In fact, he said the billionaire "is as close as having a Warren Buffett technology," said Kacher, chief investment officer of Light Street Capital, based in Palo Alto, California.
SoftBank is the largest venture capital company in the world, with an estimated net worth of $ 190 billion. Son's focus on long-term investments in technology companies has helped him run the $ 100 billion SoftBank Vision Fund, with holdings in Uber, Nvidia, Flipkart, WeWork, OneWeb and more.
"It's a guy who bet on Bill Gates at the beginning of his career, made his first fortune, and then bet on Jerry Yang to help him create … Yahoo Japan," Kacher said Monday on "Fast Money: Halftime Report "on CNBC.
"Then he bet on Steve Jobs and on this device called iPhone before it exists, and then he doubled his fortune again," Kacher said. "And then he's betting on [Alibaba co-founder] Jack Ma and tripled his fortune.
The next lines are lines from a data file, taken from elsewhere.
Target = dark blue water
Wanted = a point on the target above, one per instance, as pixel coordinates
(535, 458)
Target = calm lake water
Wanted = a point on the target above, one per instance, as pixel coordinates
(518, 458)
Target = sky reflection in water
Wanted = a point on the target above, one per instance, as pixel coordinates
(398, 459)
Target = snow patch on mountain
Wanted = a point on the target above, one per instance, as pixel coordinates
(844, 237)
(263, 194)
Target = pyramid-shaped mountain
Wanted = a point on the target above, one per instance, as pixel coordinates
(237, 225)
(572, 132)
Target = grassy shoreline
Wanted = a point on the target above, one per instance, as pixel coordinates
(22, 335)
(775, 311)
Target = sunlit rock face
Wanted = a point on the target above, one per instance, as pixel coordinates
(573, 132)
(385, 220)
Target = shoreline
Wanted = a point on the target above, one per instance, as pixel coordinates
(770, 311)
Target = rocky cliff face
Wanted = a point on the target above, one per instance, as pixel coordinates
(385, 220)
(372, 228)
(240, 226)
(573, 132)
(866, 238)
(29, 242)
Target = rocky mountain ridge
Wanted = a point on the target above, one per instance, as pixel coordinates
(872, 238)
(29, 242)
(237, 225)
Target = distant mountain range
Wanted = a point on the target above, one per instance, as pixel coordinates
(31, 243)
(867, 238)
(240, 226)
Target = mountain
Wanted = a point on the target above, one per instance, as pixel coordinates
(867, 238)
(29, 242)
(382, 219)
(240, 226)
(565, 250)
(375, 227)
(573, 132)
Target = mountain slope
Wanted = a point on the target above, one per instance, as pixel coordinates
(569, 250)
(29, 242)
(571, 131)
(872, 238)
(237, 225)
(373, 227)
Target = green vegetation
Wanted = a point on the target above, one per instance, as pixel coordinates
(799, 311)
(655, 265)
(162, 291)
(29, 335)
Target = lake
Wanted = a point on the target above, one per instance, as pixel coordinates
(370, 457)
That's the guy with whom you can invest. "
Earlier this month, Son told CNBC's David Faber that the conglomerate's Vision Fund, created in late 2016, had already invested about $ 70 billion of its funds.
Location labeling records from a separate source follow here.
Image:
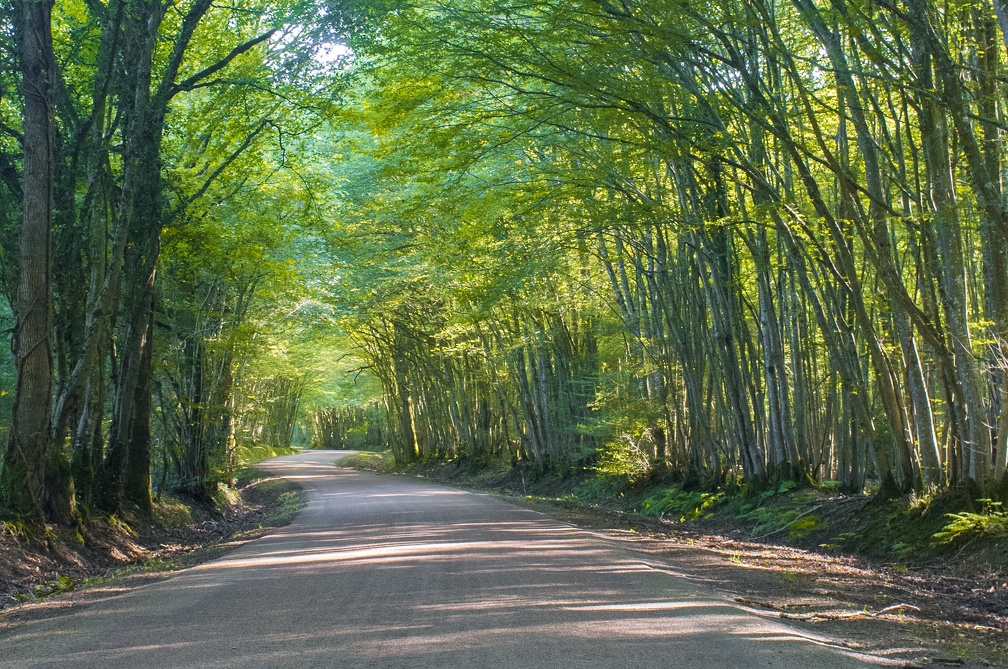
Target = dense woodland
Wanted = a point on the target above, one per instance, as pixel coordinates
(726, 245)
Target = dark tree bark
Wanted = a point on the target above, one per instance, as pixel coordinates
(36, 476)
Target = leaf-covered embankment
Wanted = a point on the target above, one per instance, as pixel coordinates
(869, 571)
(118, 551)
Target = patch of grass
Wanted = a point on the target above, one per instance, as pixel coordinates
(369, 460)
(686, 505)
(53, 586)
(992, 522)
(246, 454)
(169, 512)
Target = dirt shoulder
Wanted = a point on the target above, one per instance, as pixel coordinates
(919, 614)
(49, 574)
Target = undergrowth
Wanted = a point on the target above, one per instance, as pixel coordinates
(924, 529)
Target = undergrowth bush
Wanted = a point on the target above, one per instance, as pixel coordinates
(992, 521)
(687, 505)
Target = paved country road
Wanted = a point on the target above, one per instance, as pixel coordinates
(382, 571)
"Our return on investment is very, very good," said Son. "So, some people can say," Well, Masa, you paid too much. "Nevertheless, the value of our business is increasing very rapidly after our investment," he said.
SoftBank is the largest position of Light Street Capital. Kash called it "one of the biggest players in the market".
"SoftBank is trading at a discount of about 50% compared to the market value of its holdings," he said.
He is not worried that the company is drawing capital from Saudi Arabia's sovereign wealth fund.
"They have tons of their own capital," said Kacher, adding that there were "many other sovereign wealth funds" that would be happy to be part of SoftBank and have her, " one of the most dynamic investors in the world, making investments "for them."
– Michael Sheetz and Fred Imbert of CNBC contributed to this report.